A panel of three federal judges on Thursday dismissed two challenges to President Obama’s landmark health care law — including one spearheaded by Virginia Attorney General Kenneth Cuccinelli — on procedural grounds, becoming the third appeals court to rule on a case likely headed to the highest court in the land.

In contrast to the other recent court rulings, the judges in the U.S. Court of Appeals for the 4th Circuit in Richmond didn’t rule on the merits of the law. Instead, they took issue with the standing of Mr. Cuccinelli and Lynchburg, Va.-based Liberty University to challenge the law.

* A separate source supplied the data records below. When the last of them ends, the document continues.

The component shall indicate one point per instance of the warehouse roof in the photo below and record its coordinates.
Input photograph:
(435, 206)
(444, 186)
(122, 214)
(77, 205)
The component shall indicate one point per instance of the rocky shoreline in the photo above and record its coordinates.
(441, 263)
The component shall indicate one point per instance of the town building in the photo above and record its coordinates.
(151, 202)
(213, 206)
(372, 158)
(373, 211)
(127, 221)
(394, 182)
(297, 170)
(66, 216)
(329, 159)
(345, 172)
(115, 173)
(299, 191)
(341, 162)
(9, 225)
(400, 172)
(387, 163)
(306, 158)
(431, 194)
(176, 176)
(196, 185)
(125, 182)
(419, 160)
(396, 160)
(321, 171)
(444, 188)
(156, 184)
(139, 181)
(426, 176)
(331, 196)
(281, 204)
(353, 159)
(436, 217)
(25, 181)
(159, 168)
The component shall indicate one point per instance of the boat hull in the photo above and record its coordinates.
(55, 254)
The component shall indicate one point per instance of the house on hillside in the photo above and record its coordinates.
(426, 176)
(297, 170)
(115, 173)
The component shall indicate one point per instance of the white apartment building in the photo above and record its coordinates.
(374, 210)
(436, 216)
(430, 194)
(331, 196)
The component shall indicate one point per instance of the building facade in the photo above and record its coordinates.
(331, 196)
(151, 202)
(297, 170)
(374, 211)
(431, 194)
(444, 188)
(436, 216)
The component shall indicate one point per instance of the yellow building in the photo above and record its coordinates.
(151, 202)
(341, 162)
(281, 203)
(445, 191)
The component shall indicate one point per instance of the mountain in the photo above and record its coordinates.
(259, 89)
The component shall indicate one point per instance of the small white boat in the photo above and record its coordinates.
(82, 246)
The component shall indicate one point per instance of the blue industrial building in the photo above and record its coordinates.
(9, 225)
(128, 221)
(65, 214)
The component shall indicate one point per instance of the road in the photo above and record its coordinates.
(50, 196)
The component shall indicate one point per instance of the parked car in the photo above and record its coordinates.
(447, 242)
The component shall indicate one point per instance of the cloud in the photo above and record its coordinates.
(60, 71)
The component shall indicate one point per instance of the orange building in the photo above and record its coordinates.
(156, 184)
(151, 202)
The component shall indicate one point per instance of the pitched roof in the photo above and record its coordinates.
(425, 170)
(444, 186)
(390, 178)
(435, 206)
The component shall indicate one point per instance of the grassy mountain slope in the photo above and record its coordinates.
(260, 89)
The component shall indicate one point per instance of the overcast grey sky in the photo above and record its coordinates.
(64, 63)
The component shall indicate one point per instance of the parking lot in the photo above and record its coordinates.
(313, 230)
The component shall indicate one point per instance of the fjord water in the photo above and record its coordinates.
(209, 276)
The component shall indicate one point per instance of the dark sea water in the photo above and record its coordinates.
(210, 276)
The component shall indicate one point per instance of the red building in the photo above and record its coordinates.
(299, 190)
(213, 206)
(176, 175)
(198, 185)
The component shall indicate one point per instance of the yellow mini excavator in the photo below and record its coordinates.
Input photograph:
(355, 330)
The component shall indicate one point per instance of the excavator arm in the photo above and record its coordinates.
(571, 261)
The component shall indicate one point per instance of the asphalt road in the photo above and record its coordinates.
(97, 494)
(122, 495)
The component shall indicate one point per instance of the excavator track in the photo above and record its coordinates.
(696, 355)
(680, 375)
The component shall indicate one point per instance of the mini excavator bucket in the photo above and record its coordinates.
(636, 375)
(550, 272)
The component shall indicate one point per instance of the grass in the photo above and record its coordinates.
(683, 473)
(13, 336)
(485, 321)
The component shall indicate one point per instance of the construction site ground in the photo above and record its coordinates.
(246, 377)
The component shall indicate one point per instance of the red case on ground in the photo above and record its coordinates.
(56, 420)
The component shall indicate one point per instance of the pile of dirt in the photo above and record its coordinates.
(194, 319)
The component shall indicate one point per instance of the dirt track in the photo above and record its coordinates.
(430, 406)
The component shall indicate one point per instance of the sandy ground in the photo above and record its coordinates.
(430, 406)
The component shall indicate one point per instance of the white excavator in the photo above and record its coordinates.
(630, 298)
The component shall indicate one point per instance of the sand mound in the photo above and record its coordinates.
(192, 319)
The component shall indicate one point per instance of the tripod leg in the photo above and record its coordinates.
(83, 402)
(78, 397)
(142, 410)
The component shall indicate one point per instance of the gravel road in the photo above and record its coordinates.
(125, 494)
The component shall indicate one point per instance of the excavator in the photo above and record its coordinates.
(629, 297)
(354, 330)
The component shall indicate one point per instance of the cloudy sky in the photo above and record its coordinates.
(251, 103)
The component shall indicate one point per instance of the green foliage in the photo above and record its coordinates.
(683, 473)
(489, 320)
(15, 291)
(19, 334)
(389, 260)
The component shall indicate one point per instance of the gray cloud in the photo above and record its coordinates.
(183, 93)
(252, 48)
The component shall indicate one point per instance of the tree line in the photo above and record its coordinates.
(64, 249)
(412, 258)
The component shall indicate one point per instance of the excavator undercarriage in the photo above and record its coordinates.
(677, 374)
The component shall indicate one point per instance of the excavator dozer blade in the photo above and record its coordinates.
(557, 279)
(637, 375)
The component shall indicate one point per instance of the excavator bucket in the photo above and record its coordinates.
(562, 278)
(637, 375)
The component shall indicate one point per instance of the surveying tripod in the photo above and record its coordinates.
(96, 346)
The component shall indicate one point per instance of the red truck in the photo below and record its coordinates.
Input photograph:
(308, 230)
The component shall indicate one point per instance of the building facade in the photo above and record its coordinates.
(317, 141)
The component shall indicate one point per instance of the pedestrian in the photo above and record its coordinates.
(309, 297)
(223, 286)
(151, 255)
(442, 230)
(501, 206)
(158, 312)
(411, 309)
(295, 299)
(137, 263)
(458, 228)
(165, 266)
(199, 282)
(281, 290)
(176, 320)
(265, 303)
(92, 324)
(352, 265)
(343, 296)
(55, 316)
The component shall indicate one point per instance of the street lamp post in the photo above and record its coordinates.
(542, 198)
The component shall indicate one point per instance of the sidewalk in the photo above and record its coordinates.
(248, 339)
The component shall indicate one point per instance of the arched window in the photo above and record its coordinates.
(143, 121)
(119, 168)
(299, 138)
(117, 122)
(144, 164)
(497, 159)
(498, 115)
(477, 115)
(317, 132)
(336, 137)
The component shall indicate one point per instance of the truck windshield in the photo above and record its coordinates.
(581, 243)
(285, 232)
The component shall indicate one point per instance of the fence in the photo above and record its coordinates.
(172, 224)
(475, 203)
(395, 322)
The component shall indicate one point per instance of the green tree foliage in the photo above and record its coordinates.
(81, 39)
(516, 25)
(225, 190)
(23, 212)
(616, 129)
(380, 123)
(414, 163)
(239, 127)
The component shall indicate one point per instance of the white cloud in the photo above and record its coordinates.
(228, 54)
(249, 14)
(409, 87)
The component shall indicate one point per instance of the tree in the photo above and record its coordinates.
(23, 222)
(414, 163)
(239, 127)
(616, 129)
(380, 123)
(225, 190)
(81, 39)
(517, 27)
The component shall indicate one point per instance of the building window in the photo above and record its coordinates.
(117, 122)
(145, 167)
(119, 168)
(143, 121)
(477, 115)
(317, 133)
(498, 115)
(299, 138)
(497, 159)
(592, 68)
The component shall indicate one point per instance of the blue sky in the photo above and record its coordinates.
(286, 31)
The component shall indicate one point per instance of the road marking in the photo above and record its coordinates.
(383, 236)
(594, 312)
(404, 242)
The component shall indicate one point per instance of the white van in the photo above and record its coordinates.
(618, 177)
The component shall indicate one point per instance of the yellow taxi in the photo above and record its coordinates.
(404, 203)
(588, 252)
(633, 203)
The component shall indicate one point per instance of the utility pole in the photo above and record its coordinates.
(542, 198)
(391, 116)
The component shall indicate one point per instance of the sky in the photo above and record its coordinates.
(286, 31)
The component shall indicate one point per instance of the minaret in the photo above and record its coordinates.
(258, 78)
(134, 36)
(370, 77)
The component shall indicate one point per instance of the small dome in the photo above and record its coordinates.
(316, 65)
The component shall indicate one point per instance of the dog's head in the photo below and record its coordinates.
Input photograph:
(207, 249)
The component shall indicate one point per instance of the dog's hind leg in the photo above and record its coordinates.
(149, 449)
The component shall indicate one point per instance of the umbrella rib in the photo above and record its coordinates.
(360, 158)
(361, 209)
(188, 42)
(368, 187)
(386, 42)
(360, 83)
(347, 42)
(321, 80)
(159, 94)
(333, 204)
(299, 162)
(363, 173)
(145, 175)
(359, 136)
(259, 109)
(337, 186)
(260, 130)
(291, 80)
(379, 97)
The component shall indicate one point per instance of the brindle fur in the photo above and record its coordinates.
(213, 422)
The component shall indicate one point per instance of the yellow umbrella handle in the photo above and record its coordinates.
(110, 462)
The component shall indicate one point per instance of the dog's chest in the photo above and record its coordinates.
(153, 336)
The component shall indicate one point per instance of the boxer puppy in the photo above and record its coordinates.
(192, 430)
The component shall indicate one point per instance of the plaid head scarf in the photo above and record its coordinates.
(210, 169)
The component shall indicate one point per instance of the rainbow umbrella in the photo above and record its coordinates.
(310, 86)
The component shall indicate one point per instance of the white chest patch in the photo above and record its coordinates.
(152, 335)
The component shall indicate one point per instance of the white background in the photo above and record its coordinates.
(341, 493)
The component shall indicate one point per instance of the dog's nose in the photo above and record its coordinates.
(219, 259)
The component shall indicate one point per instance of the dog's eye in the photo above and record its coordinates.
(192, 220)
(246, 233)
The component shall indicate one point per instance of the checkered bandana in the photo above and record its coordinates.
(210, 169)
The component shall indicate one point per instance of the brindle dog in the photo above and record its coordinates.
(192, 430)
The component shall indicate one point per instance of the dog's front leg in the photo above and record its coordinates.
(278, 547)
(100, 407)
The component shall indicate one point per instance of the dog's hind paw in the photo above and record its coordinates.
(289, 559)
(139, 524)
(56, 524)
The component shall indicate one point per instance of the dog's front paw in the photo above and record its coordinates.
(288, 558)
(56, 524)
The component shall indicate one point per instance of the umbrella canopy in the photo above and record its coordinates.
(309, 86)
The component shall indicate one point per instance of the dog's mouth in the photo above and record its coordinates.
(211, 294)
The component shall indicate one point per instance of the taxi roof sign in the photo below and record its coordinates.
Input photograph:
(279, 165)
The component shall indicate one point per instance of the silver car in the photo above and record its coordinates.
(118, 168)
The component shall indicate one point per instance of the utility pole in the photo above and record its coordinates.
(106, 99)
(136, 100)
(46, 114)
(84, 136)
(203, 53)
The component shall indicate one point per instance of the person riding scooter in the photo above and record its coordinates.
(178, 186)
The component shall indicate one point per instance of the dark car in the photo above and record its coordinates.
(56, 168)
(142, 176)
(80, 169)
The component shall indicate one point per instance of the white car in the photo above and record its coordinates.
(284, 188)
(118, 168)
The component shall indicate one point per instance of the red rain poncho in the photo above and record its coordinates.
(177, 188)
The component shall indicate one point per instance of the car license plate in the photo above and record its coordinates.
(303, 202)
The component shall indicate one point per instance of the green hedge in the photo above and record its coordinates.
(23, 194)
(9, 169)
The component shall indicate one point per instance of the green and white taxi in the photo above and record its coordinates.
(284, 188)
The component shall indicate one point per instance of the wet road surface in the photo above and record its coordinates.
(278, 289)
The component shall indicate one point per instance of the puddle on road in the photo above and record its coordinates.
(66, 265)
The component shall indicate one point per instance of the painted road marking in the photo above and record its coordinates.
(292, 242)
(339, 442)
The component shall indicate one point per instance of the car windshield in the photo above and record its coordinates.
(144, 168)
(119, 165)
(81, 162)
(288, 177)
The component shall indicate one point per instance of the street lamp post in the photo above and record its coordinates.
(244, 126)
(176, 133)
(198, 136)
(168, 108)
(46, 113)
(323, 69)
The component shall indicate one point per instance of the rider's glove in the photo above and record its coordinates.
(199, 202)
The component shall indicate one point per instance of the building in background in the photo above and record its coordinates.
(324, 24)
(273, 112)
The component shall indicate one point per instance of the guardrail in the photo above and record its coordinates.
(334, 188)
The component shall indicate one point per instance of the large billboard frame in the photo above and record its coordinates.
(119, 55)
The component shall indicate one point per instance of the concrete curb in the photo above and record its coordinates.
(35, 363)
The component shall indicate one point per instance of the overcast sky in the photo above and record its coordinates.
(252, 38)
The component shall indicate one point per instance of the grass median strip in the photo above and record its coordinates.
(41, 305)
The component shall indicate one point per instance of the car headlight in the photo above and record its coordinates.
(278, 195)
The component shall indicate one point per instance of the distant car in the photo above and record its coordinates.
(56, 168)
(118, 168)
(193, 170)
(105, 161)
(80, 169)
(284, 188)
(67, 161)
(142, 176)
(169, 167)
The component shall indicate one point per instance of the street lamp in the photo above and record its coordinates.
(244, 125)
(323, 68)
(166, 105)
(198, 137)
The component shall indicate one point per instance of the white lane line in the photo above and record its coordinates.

Some 28 states have filed legal action to block the law, citing in particular the law’s requirement that individuals must buy health insurance or pay a penalty.

“Because we hold that Virginia lacks standing, we cannot reach the question of whether the Constitution authorizes Congress to enact the individual mandate,” wrote Judge Diana Gribbon Motz. The three judges on the panel were all appointed by Democrats, including two by Mr. Obama.

Because the mandate applies only to individuals — and not to the state as a whole — the court concluded that it cannot be challenged by the state. “A state has no interest in the rights of its individual citizens sufficient to justify such an invasion of federal sovereignty,” Judge Motz wrote.

The judges made a slightly different procedural argument against Liberty University’s lawsuit, ruling that the university’s lawsuit came too soon. Invoking a law known as the Anti-Injunction Act that bars lawsuits seeking to block collection of a tax, the court said the mandate was effectively a tax and thus can’t be challenged prior to its effective date of January 2014.

Until then, it’s up to Congress to weigh whether the mandate will be burdensome on taxpayers as Mr. Cuccinelli and Liberty University allege, Judge Motz wrote.

“We recognize ‘that Congress has imposed’ a potentially ‘harsh regime’ on some taxpayers,” she wrote. “However … the question of whether these concerns ‘merit consideration’ is a matter for Congress to weigh.”

Judge Andre Davis was the only one to write a dissent, and just for the Liberty University lawsuit. He wrote that the university does have standing to sue — and that the court should have ruled in favor of the constitutionality of the individual mandate.

Mr. Cuccinelli said he was disappointed that the courts didn’t rule on the merits of his challenge. He called the judges “dismissive” of a bill the Virginia General Assembly enacted last year opposing the individual mandate.

“In rejecting Virginia’s right to bring the action, the court said that allowing such suits would allow the states to serve as ‘roving constitutional watchdogs,’ ” he said. “This was exactly a role that the Founding Fathers planned for the states to have.”

The White House lauded the decisions, which gave it a boost in the ongoing battle over the legal fate of Mr. Obama’s signature domestic achievement. “This decision is another victory for the Affordable Care Act and the tens of millions of Americans already benefiting from this landmark law,” said spokeswoman Stephanie Cutter.

The Obama administration was appealing a ruling issued by District Court Judge Henry E. Hudson in December. Judge Hudson became the first judge to rule against the Affordable Care Act, upholding Mr. Cuccinelli’s contention that the individual mandate is an overreach of the power given to Congress to regulate interstate commerce.

“An individual’s personal decision to purchase — or decline to purchase — health insurance from a private provider is beyond the historical reach of the Commerce Clause,” Judge Hudson wrote at the time.

Stephen Presser, a professor at the Northwestern School of Law, called Thursday’s rulings a “not particularly important sideshow” that just points toward where the case will ultimately be decided — at the Supreme Court.

“It’s an appropriate case to move to the Supreme Court when it’s a tremendously important constitutional issue or when there’s significant disagreement between the district and appeals courts,” he said. “This meets both criteria.”